• Les archives inachevées - 2

     

    J'ai les mains qui transgouttent. Je dois retourner dans le cagibi aux boîtes.  

    C'est le tas des toutes petites boîtes.  

    Il y a dans celle-ci toute une collection de boutons, ceux rangés dans le tiroir droit de la machine à coudre à pédale. Je passe des heures à les trier, à les manipuler. Ceux que préfère sont en verre à facettes, très gros et de couleur un peu ocre.

    Ils me sont très précieux, car je regarde à travers face à la lumière du jour et je refais le monde. C’est chaud dedans, c’est lumineux, plein de petites bulles et tout y est doré. Je tourne doucement le bouton devant mon œil et le jardin tourne avec, en plusieurs exemplaires. Je ne me lasse pas d’y regarder, il y fait toujours beau. C’est la même chose avec les billes et leur cœur en fibres de couleurs.

     

    J’y trouve aussi la grosse loupe en demi-sphère à la base aplatie. Elle est à mon grand-père et souvent je lui emprunte, surtout quand le soleil brille. Car je suis une tortionnaire. Je me promène dans la cour à la recherche des fourmis. Je sélectionne une victime. En interposant la loupe entre le soleil et elle, j’assiste à sa crémation quasi instantanée. C’est radical. Trois secondes d’exposition au rayon solaire, elle se recroqueville et la voici carbonisée. Mais il m’arrive aussi de temps en temps d’en jeter une dans un bocal d’eau, et de la regarder couler vers le fond même si elle remue ses petites pattes. Bon, à priori une fourmi ça ne sait pas nager, et j’ai tenté l’expérience de nombreuses fois.

      

    Je regarde la boîte à eau.

    J’ai l’impression qu’elle a un peu séché.

     

     

    Je me promène dans la cour de la maison, avec à la main le masque qu’utilise mon père quand il fait de la soudure à l’arc. Un verre fumé à peine grand comme une carte postale lui protège les yeux des lueurs bleues.

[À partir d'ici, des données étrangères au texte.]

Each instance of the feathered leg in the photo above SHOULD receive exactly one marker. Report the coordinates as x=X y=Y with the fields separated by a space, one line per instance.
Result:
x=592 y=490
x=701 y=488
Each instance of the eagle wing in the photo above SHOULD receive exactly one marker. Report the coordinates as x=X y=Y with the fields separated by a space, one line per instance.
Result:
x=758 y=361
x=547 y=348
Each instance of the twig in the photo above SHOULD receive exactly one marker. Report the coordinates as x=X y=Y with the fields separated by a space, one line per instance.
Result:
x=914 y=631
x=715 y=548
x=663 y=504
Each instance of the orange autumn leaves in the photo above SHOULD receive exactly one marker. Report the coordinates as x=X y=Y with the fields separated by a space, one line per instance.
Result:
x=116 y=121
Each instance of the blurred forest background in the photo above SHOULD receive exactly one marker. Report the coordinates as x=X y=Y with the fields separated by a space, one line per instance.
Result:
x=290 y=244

    Moi je surveille le soleil avec. Je le regarde au travers du carreau et tente de déceler des indices de la Catastrophe qui se produira tôt ou tard. Car je suis sûre qu’un jour il va tomber sur la terre et on mourra tous. Il semble très loin pourtant, petite bille blanche immobile devant laquelle passent des nuages vagabonds. 

     

     

    Ah oui… parlons-en des nuages ! Les petits nuages blancs et grisâtres ne me gênent pas. Mais les gros nuages sales et bouffis qui passent bas en roulant quand le vent les pousse m’horripilent. Je préfèrerai qu’ils crachent leur grêle et qu’on n’en parle plus. Mais ils s’empressent de glisser vers je ne sais où ces monstres, en trimbalant leur noirceur ailleurs pour mieux revenir.